Simpson’s eyes are shut and he sits there whimpering for a long time until Chet slaps his face and grabs his jaw and turns it to face him again.
The exchange continues for a bit and Chet stands up and walks away and then turns back shouting. Then he yanks Simpson to the tree a few steps behind them and lays him down on it. Chet leans in close to his face and says something about Natty Lite before cocking his arm back and expunging the consciousness from the boy. He starts by wailing on his face and neck. Then he is kicking his chest with the heel of his boot, digging further and further into Simpson’s body, mining for tree bark. He stops after a while and walks away fixing his hair and is still panting. Misha swings her hair around then and is walking as quickly as one might in heels in snow towards a triumphant Chet, waving goodbye without looking at the girls.

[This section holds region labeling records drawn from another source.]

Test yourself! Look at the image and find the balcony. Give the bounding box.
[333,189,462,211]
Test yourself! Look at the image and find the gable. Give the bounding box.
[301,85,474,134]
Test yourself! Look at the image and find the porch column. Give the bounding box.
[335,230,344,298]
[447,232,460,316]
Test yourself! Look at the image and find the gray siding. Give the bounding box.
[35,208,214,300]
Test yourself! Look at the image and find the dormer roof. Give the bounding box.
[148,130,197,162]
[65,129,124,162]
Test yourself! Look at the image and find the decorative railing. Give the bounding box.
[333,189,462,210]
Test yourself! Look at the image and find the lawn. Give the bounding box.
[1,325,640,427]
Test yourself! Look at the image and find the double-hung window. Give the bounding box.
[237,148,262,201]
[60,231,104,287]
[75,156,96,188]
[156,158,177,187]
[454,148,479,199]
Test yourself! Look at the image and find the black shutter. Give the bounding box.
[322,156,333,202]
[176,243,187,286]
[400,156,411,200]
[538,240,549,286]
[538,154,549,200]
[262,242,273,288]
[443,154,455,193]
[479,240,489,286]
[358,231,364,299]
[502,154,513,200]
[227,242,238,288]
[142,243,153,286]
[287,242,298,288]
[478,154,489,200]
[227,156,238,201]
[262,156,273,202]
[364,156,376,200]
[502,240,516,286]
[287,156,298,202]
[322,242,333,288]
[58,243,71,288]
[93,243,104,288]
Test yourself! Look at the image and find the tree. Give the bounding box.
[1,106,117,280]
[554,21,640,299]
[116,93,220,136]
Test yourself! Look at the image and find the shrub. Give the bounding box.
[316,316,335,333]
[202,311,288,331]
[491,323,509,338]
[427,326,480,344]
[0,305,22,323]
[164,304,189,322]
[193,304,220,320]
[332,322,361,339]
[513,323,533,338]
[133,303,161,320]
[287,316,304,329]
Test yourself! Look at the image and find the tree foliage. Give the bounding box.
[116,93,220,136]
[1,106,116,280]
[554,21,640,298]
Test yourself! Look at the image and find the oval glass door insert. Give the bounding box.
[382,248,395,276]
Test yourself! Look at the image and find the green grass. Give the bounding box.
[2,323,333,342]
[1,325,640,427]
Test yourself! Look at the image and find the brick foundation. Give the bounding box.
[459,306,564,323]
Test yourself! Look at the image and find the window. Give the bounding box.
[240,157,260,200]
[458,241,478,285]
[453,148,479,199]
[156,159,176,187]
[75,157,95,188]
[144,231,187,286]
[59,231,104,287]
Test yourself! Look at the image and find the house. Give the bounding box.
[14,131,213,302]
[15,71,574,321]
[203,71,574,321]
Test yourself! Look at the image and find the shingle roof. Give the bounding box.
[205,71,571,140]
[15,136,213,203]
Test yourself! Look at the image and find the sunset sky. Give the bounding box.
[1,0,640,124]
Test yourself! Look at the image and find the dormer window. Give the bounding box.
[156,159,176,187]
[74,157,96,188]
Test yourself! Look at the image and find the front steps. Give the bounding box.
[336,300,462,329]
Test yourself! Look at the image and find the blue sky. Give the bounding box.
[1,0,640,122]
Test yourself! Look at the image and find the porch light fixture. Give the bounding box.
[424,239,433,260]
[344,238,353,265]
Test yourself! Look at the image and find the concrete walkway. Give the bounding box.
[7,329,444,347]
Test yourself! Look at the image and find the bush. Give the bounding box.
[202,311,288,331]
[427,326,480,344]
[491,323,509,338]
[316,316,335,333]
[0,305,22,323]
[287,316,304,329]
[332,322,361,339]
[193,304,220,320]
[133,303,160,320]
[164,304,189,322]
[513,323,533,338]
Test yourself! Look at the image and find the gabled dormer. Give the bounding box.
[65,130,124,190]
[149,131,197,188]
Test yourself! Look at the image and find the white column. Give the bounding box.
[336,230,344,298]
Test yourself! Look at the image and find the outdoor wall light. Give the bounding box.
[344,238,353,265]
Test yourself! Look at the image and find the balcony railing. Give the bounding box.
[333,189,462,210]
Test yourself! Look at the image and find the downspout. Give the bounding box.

“Looks like she’s got him.” Charlie.
“Head soon, Charlie? Now even.” Ellie.
“Cool. So, Val how ‘bout it?”
“How ‘bout what?”
“Come join us in the town. For a girl’s night.”
“I, Sure. Yeah, that sounds cool.”
“Parfait.” Ellie is already treading back to the orange chariot.
Ellie hops in the back and leaves the shotgun seat up for Valerie to put down. By the time she has readjusted the seat to her liking, the car is halfway to the end of Jameson. Ellie has lit a joint and smokes half before passing it to Val. The ash spreads to the crevices of the car, mingling with bits of old lint and new lint and unsalvaged playing cards and still wrapped Happy Meal toys.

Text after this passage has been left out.